Amphetamine activates calcium channels through dopamine transporter-mediated depolarization

Abstract

Amphetamine (AMPH) and its more potent enantiomer S(+)AMPH are psychostimulants used therapeutically to treat attention deficit hyperactivity disorder and have significant abuse liability. AMPH is a dopamine transporter (DAT) substrate that inhibits dopamine (DA) uptake and is implicated in DA release. Furthermore, AMPH activates ionic currents through DAT that modify cell excitability presumably by modulating voltage-gated channel activity. Indeed, several studies suggest that monoamine transporter-induced depolarization opens voltage-gated Ca(2+) channels (CaV), which would constitute an additional AMPH mechanism of action. In this study we co-express human DAT (hDAT) with Ca(2+) channels that have decreasing sensitivity to membrane depolarization (CaV1.3, CaV1.2 or CaV2.2). Although S(+)AMPH is more potent than DA in transport-competition assays and inward-current generation, at saturating concentrations both substrates indirectly activate voltage-gated L-type Ca(2+) channels (CaV1.3 and CaV1.2) but not the N-type Ca(2+) channel (CaV2.2). Furthermore, the potency to achieve hDAT-CaV electrical coupling is dominated by the substrate affinity on hDAT, with negligible influence of L-type channel voltage sensitivity. In contrast, the maximal coupling-strength (defined as Ca(2+) signal change per unit hDAT current) is influenced by CaV voltage sensitivity, which is greater in CaV1.3- than in CaV1.2-expressing cells. Moreover, relative to DA, S(+)AMPH showed greater coupling-strength at concentrations that induced relatively small hDAT-mediated currents. Therefore S(+)AMPH is not only more potent than DA at inducing hDAT-mediated L-type Ca(2+) channel currents but is a better depolarizing agent since it produces tighter electrical coupling between hDAT-mediated depolarization and L-type Ca(2+) channel activation.
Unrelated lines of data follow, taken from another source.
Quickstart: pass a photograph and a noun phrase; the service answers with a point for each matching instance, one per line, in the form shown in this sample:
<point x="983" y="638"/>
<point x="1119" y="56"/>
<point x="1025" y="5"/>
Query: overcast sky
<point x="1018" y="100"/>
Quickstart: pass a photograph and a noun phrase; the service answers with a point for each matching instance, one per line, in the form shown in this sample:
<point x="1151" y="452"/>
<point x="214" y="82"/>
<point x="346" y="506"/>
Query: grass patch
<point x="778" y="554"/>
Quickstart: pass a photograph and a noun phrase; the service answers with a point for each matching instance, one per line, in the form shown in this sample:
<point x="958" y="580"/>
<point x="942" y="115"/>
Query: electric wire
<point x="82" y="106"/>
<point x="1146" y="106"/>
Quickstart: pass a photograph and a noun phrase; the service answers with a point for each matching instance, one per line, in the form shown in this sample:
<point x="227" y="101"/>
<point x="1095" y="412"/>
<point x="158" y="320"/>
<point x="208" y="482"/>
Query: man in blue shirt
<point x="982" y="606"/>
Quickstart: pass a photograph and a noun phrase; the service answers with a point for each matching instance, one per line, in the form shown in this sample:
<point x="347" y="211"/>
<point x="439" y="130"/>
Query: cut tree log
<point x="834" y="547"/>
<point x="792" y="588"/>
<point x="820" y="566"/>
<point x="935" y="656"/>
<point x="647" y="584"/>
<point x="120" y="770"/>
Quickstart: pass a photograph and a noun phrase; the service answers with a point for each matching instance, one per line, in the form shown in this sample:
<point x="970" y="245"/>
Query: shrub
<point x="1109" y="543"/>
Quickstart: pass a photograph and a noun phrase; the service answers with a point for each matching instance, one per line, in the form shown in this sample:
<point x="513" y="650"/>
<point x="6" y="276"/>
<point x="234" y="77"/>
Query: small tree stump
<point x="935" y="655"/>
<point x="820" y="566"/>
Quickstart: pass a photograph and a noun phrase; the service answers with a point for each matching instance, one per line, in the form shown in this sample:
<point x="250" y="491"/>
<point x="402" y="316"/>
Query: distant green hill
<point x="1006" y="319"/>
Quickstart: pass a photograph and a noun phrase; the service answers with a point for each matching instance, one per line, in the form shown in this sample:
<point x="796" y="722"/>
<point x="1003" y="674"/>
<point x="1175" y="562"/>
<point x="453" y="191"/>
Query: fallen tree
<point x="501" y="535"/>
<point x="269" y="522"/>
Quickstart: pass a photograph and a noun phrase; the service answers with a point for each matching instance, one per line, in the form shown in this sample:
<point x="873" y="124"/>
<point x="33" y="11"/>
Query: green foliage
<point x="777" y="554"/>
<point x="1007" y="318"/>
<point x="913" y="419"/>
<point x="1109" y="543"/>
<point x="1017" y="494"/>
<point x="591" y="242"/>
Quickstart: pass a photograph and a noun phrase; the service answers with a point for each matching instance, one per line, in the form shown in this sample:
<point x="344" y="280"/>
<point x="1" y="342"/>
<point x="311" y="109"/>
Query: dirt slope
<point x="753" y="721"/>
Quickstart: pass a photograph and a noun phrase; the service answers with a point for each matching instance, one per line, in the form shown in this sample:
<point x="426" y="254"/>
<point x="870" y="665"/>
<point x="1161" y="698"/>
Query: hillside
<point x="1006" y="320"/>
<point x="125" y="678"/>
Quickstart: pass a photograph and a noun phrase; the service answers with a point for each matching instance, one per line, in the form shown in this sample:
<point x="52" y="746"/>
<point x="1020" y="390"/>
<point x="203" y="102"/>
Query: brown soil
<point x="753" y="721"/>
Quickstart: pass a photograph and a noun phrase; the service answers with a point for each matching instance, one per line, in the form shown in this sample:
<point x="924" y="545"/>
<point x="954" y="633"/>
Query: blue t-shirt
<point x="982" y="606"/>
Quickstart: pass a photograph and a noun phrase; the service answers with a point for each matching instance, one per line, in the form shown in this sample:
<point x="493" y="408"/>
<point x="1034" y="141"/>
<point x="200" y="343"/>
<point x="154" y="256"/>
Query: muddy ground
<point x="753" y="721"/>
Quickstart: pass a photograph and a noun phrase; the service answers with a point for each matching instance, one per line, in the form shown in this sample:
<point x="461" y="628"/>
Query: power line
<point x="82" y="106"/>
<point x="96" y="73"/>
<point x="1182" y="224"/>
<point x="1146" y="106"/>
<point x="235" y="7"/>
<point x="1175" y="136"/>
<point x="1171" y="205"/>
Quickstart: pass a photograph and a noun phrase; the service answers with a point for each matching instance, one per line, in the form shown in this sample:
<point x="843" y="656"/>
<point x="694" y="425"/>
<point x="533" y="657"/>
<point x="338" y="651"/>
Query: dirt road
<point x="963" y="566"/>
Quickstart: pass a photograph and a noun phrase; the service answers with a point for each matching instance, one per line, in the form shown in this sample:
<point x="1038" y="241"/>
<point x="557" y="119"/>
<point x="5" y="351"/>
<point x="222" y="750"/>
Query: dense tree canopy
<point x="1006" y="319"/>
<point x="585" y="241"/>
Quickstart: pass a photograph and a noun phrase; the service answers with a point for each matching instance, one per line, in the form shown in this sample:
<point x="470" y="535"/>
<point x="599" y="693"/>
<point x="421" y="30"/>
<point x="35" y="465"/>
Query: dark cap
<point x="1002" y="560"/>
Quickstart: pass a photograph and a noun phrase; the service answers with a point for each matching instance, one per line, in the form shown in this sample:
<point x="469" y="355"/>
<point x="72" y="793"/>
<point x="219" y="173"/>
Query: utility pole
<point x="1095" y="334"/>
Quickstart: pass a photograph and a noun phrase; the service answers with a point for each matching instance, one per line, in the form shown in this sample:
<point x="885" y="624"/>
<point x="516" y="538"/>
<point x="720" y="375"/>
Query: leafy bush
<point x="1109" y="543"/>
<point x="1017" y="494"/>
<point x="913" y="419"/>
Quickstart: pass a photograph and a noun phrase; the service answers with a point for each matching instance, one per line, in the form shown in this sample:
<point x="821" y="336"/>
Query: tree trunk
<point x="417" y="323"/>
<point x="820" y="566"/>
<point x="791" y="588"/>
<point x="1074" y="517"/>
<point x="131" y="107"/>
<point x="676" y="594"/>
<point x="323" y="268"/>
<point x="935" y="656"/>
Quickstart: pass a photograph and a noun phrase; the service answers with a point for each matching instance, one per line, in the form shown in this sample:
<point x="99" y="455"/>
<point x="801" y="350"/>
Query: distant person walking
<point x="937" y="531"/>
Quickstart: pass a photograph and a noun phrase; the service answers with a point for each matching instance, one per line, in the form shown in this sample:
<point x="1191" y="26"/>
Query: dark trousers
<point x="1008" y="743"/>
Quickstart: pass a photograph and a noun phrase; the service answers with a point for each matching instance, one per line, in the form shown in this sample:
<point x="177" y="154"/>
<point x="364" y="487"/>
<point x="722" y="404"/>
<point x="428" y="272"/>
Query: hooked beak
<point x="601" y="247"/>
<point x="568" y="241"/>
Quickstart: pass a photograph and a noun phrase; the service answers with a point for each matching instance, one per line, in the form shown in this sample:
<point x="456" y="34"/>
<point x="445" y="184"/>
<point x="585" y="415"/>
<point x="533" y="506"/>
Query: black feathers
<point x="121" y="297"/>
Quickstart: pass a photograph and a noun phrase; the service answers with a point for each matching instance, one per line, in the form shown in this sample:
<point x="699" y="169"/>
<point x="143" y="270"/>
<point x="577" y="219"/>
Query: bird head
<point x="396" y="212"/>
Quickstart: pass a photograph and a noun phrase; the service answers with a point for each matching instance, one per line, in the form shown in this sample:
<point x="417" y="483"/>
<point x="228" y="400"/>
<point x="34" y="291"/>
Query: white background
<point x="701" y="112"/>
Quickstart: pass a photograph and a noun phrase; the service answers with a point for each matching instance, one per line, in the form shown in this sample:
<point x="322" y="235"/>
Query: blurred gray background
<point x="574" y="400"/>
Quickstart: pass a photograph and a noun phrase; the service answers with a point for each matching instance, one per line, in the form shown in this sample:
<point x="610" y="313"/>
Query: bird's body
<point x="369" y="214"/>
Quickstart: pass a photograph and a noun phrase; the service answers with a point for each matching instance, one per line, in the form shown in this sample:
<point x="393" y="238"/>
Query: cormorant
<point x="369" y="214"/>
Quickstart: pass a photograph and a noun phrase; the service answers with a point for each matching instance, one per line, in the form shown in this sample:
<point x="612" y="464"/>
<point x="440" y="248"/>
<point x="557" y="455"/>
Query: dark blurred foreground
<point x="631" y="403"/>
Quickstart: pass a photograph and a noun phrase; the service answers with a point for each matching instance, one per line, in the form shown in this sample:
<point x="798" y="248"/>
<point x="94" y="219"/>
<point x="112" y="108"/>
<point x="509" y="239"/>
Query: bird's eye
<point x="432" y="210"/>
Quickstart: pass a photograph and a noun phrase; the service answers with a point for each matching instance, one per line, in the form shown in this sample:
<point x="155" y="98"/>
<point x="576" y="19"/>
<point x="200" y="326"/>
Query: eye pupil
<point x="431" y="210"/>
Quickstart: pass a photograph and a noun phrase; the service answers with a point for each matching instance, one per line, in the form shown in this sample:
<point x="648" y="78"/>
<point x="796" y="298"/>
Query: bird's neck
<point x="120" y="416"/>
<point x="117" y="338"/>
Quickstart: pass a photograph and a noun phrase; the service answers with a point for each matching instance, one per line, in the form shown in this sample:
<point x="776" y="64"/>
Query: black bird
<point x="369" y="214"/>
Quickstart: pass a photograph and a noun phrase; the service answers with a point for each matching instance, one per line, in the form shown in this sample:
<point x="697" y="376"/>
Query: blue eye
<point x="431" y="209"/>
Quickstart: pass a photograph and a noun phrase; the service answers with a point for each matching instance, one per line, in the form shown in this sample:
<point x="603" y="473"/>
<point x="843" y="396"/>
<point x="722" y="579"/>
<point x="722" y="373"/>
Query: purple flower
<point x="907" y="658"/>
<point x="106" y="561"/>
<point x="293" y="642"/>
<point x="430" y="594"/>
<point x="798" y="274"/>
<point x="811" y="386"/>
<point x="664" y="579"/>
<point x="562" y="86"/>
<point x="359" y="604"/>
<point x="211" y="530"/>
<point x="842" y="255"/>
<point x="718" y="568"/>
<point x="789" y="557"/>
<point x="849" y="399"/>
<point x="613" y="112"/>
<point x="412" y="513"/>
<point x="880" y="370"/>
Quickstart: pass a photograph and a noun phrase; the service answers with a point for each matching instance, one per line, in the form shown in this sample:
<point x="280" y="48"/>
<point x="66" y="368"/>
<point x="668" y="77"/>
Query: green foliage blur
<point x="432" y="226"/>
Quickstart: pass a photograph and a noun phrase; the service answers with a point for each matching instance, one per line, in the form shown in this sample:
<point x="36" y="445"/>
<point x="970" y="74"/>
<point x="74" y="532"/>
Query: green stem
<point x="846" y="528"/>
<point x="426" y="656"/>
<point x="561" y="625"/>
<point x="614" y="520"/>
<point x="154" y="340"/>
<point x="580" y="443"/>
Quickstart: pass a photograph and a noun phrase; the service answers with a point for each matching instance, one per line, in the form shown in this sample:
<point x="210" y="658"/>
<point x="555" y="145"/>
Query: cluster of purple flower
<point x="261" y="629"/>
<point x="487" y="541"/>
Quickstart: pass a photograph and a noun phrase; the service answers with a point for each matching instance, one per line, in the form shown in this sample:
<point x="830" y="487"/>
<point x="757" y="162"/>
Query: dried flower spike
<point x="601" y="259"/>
Keywords: Excitability; L-type Ca(2+) channels; MDMA; Monoamine transporters; Neurotransmitter transport; Serotonin; Stimulants.

Figure 1. S(+)AMPH is more potent than DA as an hDAT substrate

A. Confocal images show hDAT expression in Flp-hDAT cells (red stain in bottom panel) but not in parental Flp-In^Tm T-REx^TM cells (top panel). DAPI nuclear staining is depicted in blue. Flp-hDAT cells show specific [³H] DA uptake with the following fitting parameters (see Eq. 1): EC₅₀ = 2.73 ± 0.49 μM, Hill slope = 1.8 ± 0.5 (n = 18). B. Competition of [³H]DA uptake using cold dopamine or S(+)AMPH yielded the following fitting parameters (Eq. 1): IC₅₀ = 12.05 ± 1.79 μM, Hill Slope = 0.8 ± 0.1 (n = 9) and IC₅₀ = 0.98*** ± 0.12 μM, Hill slope = 1.1 ± 0.1 (n = 11, ***p < 0.001 vs. IC₅₀ DA competition, t-test) for DA and S(+)AMPH, respectively.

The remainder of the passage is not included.